I implemented in stan/R the idea I outlined in my last post in order to estimate the expected log predictive density with LOO-CV (elpd_loo) for a multilevel/hierarchical model while forgetting the group association of the left-out data point. If anybody is willing to check the method and how I implemented it, I would be very glad!
I insert the stan program and the R script below. The stan program is a bit long, I’m sorry. The model consists of two separately parameterised, analogous negative-binomial models for two kinds of data (indoor and outdoor) measured for the same data points (therefore, almost each variable comes once with ‘IN’ and once with ‘OUT’), whose log-likelihoods are summed up in the end.
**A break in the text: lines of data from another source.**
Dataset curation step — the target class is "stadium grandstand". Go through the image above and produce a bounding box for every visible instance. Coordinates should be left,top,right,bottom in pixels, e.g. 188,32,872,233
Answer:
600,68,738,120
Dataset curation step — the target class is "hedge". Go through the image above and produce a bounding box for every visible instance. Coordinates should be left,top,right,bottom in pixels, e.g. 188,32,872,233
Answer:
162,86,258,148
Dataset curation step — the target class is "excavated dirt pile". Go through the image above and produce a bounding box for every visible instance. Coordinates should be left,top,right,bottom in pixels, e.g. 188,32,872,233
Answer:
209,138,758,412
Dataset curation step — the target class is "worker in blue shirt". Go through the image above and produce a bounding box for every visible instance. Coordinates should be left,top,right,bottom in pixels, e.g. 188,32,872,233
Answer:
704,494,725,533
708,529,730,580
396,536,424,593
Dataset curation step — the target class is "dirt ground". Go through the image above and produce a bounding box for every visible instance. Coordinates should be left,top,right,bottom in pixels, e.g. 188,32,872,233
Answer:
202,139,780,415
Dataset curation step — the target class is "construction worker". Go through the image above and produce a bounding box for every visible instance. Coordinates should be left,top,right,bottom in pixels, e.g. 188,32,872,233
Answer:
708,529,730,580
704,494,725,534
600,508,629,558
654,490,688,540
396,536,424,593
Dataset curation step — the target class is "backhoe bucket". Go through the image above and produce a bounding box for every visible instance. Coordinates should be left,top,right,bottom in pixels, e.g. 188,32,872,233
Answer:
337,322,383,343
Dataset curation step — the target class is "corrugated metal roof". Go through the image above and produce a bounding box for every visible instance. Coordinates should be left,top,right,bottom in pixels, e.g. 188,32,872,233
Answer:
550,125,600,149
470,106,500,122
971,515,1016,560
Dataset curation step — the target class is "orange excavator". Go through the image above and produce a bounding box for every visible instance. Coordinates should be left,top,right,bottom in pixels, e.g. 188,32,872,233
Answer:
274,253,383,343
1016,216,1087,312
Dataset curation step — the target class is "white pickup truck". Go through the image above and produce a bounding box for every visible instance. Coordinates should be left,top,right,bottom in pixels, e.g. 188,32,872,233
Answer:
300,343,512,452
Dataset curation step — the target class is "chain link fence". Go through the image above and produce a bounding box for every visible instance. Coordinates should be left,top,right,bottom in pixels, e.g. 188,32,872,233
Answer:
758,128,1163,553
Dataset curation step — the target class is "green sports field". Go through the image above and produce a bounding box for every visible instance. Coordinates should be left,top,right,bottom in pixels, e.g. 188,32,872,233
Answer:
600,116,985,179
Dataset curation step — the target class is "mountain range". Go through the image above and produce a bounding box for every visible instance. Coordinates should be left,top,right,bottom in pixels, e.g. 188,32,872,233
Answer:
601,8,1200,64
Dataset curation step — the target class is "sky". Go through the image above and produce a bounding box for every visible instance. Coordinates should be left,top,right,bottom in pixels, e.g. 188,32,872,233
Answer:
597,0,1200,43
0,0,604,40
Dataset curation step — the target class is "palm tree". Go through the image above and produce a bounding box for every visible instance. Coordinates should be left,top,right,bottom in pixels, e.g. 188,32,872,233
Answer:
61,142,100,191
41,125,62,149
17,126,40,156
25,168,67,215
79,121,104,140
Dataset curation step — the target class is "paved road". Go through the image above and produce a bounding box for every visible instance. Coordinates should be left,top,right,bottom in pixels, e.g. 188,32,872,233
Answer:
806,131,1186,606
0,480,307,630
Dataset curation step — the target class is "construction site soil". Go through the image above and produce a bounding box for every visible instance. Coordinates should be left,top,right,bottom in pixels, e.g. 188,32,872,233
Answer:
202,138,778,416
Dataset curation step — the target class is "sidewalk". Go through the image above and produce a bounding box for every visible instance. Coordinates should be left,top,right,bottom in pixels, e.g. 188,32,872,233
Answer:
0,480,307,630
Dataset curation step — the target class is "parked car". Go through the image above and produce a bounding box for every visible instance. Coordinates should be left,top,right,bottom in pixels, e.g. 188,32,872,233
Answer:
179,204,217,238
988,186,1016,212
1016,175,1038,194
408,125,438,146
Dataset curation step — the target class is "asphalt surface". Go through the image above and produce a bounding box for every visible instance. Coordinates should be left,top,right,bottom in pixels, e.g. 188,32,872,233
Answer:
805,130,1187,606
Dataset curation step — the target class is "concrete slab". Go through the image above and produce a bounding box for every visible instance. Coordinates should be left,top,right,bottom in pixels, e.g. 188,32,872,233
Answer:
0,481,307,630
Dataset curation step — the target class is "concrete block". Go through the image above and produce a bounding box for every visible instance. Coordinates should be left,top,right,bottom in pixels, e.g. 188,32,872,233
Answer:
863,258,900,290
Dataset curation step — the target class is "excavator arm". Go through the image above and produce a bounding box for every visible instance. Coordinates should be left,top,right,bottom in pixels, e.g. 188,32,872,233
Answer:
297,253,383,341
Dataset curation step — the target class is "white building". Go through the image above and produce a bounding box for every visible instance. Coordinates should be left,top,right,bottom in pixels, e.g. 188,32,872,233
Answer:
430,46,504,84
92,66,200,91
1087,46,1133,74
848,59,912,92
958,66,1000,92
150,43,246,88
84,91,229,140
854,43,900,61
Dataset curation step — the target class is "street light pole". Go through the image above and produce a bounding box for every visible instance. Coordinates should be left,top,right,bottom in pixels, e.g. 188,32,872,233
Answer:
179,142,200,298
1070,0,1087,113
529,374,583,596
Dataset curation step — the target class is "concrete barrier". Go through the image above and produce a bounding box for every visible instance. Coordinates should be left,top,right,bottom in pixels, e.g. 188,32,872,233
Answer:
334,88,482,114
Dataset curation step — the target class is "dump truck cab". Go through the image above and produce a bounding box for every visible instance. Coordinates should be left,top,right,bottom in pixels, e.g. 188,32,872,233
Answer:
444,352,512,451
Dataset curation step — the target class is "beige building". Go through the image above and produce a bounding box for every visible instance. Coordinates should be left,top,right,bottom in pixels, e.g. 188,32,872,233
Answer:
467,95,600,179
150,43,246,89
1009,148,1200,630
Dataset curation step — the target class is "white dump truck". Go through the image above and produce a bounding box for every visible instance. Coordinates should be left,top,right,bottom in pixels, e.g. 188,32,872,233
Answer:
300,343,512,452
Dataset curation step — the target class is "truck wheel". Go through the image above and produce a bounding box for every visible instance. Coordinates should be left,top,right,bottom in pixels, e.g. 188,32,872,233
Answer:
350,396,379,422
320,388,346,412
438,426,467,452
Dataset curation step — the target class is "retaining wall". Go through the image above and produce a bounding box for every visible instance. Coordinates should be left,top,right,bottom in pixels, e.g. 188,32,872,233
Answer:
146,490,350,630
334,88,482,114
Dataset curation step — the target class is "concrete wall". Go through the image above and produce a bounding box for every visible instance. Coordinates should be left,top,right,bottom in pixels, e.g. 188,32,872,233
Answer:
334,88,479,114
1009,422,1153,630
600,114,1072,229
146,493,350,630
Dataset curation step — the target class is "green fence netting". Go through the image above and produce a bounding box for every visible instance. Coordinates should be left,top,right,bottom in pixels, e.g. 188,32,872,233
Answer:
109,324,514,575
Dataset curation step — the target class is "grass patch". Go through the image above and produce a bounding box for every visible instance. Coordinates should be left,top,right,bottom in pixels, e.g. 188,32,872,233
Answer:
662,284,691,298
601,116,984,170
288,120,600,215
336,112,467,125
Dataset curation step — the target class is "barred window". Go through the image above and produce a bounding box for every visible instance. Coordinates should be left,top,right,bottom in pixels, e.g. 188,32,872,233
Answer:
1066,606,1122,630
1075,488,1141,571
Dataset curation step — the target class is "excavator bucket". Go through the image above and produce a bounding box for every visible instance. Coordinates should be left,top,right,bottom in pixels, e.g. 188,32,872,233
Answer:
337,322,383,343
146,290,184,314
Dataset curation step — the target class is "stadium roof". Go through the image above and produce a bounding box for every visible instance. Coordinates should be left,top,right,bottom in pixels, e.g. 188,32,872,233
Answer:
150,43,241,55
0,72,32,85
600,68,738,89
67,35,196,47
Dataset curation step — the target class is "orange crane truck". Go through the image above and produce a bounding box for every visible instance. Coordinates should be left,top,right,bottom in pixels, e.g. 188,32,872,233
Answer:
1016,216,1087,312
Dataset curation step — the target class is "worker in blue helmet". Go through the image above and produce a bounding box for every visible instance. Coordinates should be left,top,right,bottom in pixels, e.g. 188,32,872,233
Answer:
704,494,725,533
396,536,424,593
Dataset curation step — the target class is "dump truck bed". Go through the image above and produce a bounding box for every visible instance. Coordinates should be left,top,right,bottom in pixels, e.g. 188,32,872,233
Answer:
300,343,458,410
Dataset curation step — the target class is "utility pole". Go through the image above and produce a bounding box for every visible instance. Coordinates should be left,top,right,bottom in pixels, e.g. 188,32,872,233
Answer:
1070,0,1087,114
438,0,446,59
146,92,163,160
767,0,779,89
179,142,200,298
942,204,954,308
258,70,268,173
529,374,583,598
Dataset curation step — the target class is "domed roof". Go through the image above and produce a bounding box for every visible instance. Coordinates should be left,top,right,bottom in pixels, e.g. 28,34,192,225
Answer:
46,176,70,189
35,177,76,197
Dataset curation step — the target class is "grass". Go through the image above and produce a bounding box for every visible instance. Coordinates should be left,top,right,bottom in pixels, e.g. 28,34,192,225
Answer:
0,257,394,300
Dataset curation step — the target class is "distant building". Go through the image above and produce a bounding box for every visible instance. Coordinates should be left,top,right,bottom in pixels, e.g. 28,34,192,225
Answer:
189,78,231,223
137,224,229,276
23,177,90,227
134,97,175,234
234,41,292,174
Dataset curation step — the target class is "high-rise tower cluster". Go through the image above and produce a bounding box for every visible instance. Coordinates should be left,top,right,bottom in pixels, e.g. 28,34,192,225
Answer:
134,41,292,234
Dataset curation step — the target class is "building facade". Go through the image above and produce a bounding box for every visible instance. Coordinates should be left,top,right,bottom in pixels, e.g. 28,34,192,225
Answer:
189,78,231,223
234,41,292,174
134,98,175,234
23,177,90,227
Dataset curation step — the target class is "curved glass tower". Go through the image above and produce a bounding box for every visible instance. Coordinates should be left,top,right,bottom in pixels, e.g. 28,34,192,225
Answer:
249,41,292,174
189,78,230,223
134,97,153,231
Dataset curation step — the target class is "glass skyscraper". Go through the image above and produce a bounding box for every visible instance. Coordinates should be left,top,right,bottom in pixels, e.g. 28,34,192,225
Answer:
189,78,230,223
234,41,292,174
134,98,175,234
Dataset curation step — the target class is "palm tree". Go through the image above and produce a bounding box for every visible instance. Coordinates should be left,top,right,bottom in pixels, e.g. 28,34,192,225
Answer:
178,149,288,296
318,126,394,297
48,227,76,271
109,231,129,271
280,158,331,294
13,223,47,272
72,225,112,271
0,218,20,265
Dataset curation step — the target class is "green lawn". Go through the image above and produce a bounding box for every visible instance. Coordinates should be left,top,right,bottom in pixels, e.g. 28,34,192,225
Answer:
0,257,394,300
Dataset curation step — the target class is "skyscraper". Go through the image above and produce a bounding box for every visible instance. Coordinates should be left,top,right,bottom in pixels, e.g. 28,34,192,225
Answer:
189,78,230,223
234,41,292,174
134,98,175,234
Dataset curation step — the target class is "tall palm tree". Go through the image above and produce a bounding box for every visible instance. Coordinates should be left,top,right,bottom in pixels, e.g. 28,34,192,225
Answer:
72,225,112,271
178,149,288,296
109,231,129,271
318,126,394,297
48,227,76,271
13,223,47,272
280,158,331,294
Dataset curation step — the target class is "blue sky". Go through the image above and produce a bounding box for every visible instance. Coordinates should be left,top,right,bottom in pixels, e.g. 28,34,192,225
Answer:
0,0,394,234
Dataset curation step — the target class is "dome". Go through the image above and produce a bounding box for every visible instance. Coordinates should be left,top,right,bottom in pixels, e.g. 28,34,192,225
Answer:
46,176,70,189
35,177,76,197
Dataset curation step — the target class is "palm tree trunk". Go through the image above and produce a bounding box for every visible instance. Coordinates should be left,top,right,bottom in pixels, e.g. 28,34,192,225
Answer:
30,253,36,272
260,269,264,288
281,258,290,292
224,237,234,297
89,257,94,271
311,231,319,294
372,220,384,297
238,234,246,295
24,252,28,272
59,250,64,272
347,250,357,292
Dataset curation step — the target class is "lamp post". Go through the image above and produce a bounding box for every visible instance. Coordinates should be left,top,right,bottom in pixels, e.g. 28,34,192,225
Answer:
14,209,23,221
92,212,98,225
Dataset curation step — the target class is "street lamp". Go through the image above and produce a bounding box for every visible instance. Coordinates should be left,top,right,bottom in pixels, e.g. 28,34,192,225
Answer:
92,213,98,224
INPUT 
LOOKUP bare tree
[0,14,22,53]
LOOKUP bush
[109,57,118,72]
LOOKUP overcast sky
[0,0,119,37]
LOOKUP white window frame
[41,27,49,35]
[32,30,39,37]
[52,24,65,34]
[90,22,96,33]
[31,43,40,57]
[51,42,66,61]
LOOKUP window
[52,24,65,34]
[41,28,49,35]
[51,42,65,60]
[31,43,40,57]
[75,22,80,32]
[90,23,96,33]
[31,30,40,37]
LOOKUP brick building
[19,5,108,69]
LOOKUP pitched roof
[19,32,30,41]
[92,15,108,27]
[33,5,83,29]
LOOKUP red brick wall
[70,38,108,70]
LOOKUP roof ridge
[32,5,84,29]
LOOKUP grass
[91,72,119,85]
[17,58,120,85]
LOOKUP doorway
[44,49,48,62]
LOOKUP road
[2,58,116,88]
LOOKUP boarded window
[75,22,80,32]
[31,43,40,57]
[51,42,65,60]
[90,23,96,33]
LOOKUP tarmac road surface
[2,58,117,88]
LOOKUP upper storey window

There are two switches: \texttt{doexactloopdi}=1 for doing exact LOO-CV and \texttt{doforward}=1 for running forward simulation (everything inside \texttt{if (doforward)} in the generated quantities can be ignored for the purpose of LOO-CV). The model runs fine, except for warnings about Rhat being NaN, but I think this is due to some constant variables (I checked once with \texttt{monitor()} that everything is fine.). To me the output looks reasonable. I didn’t simplify the code for time reasons and since this could hide problems in the original code I am not aware of (I am of course also grateful for any other suggestions on my code.). Still, if nobody is responding after a while, I could simplify the code.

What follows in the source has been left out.